Abstract
Raltegravir, an integrase inhibitor, is not a component of the current South African antiretroviral treatment guidelines, but it could be introduced in the near future as cases of virological failures from current treatment regimens begin to occur. The aim of this study was to analyze the complete HIV integrase gene obtained from individuals at two treatment sites in northeastern South Africa for the presence of Raltegravir associated drug resistant mutations and viral subtypes based on the integrase gene. Examination for mutations against other integrase inhibitors, such as Elvitegravir and Dolutegravir, was also done. Viruses from 127 treatment naive individuals were analyzed.

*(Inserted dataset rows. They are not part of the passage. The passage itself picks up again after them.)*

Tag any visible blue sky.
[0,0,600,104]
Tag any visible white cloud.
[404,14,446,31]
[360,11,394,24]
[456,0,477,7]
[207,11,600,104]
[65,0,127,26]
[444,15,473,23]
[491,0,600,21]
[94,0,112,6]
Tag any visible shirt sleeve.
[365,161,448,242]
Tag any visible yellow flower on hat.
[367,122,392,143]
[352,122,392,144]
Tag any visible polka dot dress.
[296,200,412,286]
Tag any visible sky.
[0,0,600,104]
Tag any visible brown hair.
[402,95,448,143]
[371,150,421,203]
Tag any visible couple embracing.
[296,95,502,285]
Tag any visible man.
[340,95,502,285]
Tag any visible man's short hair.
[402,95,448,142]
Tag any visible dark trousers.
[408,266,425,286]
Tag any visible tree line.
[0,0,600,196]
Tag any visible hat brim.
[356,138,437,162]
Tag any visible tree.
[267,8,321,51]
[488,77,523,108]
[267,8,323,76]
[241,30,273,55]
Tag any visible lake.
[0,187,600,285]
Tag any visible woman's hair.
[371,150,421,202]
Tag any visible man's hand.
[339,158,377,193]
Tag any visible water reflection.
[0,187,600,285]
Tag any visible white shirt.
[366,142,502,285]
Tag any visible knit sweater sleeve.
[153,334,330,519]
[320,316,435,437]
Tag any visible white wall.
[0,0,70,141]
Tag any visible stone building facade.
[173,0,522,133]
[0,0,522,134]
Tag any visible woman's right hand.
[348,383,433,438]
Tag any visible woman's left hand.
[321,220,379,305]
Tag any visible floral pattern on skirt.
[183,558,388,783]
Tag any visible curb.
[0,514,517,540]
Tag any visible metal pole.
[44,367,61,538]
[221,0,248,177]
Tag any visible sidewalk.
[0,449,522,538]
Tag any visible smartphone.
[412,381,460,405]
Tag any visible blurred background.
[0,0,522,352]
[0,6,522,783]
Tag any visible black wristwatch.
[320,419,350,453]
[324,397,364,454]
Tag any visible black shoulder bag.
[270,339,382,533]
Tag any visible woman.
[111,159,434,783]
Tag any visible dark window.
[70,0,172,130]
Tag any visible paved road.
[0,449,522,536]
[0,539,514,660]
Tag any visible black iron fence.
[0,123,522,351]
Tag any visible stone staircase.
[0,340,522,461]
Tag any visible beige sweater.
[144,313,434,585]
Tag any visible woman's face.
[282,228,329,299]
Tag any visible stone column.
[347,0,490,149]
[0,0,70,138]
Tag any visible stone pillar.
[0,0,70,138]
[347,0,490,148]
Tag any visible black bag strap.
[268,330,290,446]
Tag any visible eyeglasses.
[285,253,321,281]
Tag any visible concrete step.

Genetic drug resistance mutations were determined using the Stanford HIV Drug Resistance Interpretation program and the International AIDS society-USA guidelines. Viral subtyping was done by phylogenetic analysis, and recombinants were determined using the REGA, jpHMM and RIP tools. No major resistance mutations were detected. However, 7% of the sequences had minor mutations and polymorphisms. The majority (99%) of the viruses were HIV-1 C. Recombination analysis showed that the polymerase gene of one virus was likely composed of HIV-1 subtype A1 and C sequences. The present study indicates that Raltegravir, Elvitegravir and Dolutegravir resistant mutations may be absent in the study communities and further indicates the presence of recombinant viruses in northeastern South Africa.
Highlights
The use of antiretrovirals (ARV) inevitably leads to the emergence of resistant viruses and subsequent treatment failure
Integrase catalyzes the chromosomal integration of newly synthesized double-stranded DNA into the host genomic DNA. It plays a role in stabilizing a pre-integration complex (PIC), which consists of the 3'-end processed genome, and one or more cellular co-factors involved in nuclear transfer of the PIC [2]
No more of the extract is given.